Staying with Kabul
India had a great run in Afghanistan as America sought to rebuild the war-torn nation. But that moment is coming to an end. India must prepare for a difficult period as the Afghan people try and cope with the resurgence of the Taliban, backed by Pakistan and the imminent steep decline in the Western military footprint. As it adapts to life after the Fifth Afghan War, the last thing Delhi would want to do is remind its Anglo-American friends that they have been had by the Pakistan army.
Delhi might be accurate in pointing out that America lost the war in Afghanistan because it could not stop the Pakistan army from nurturing the Taliban and other militant groups that destabilised Kabul and killed American troops. But Indian diplomacy, one hopes, is not in the business of telling the truth about other people's strategic blunders. Instead, it must recognise what is inevitable in Afghanistan, find some common ground with the West, limit the potential damage to India's interests where it can, and counter the unacceptable trends where it must.
After the 9/11 attacks, we might recall, Atal Bihari Vajpayee's government offered all possible help to the US, although it knew very well that the geographic imperative would compel Washington to reach out to Rawalpindi. In refusing to accept the logic of a zero-sum-game with the US and Pakistan, Vajpayee laid the foundation for a strong relationship with Washington. Prime Minister Manmohan Singh too resisted the temptation to protest the resumption of American arms supplies to Pakistan in March 2005. Manmohan Singh's focus on India's bilateral cooperation at that moment led to the historic civil nuclear initiative that ended India's prolonged nuclear isolation.

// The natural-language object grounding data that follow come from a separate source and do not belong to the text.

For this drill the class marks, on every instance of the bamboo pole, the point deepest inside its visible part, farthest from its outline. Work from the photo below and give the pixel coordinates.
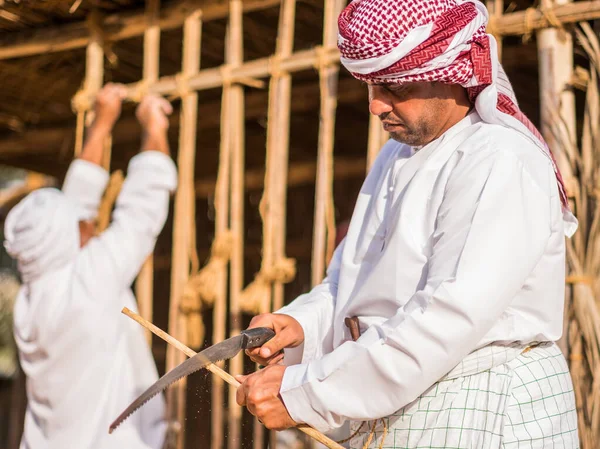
(117, 27)
(183, 218)
(144, 285)
(94, 78)
(233, 58)
(172, 341)
(275, 181)
(495, 9)
(324, 221)
(555, 56)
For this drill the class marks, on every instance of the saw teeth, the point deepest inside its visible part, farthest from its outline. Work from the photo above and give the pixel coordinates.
(121, 419)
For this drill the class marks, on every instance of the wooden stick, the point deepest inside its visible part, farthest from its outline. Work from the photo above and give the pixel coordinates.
(275, 181)
(144, 286)
(180, 256)
(324, 222)
(116, 27)
(495, 9)
(192, 34)
(219, 372)
(233, 58)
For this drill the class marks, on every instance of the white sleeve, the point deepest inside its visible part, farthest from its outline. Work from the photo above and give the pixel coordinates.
(141, 210)
(492, 229)
(84, 184)
(314, 312)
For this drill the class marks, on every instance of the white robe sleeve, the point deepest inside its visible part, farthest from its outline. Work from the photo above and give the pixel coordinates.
(116, 256)
(84, 184)
(493, 226)
(314, 312)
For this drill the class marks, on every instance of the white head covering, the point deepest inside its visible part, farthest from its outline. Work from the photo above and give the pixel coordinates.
(42, 233)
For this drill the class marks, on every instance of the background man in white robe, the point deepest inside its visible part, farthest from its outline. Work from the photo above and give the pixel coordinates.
(454, 262)
(83, 359)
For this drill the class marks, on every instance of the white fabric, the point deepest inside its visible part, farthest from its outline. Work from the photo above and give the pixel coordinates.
(449, 249)
(84, 360)
(371, 65)
(485, 103)
(33, 228)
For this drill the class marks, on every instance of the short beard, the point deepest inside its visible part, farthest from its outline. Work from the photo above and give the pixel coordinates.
(418, 136)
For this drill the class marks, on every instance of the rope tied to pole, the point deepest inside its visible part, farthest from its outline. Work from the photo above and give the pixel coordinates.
(200, 292)
(254, 299)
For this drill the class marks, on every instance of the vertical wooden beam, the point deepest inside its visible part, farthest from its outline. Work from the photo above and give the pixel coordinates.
(233, 58)
(183, 220)
(555, 57)
(324, 222)
(222, 197)
(496, 9)
(94, 78)
(144, 286)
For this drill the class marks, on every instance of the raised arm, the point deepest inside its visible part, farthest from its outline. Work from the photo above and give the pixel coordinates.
(142, 207)
(86, 179)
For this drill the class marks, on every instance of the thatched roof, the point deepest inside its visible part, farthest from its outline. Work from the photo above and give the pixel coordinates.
(36, 119)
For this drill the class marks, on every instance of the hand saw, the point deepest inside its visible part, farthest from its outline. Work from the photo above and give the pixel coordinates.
(248, 339)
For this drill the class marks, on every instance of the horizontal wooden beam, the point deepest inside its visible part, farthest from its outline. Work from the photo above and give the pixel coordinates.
(122, 26)
(116, 27)
(57, 142)
(530, 20)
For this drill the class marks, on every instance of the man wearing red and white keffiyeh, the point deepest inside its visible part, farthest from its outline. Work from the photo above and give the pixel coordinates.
(454, 260)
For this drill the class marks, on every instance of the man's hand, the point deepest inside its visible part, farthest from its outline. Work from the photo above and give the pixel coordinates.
(107, 107)
(288, 334)
(152, 114)
(259, 392)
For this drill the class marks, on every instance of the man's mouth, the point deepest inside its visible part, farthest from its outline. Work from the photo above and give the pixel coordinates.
(391, 126)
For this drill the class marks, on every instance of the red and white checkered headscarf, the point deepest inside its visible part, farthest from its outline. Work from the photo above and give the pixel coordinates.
(403, 41)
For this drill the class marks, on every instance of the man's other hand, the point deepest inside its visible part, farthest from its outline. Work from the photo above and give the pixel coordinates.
(288, 334)
(107, 107)
(152, 114)
(259, 392)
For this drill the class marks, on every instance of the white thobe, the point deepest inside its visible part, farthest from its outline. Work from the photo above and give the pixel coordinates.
(84, 360)
(450, 248)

India's new approach must begin with the recognition that political support for the occupation of Afghanistan has all but evaporated in the West. Second, India must acknowledge the importance of engaging the Taliban and underline its own readiness to talk to its leaders when they come out of the Pakistan army's shadow. At the same time, India must remind its Western interlocutors that appeasing the Taliban will break the fragile internal balance between the Pashtuns and the non-Pashtun minorities and that Delhi will be compelled to make choices of its own. Third, India must signal its recognition that any durable political settlement in Afghanistan would require addressing Pakistan's legitimate interests, but will not accept their definition by Rawalpindi. Fourth, India should welcome the prospects of a genuine reconciliation between Pakistan and Afghanistan, so critical for the stability of its north-western frontiers.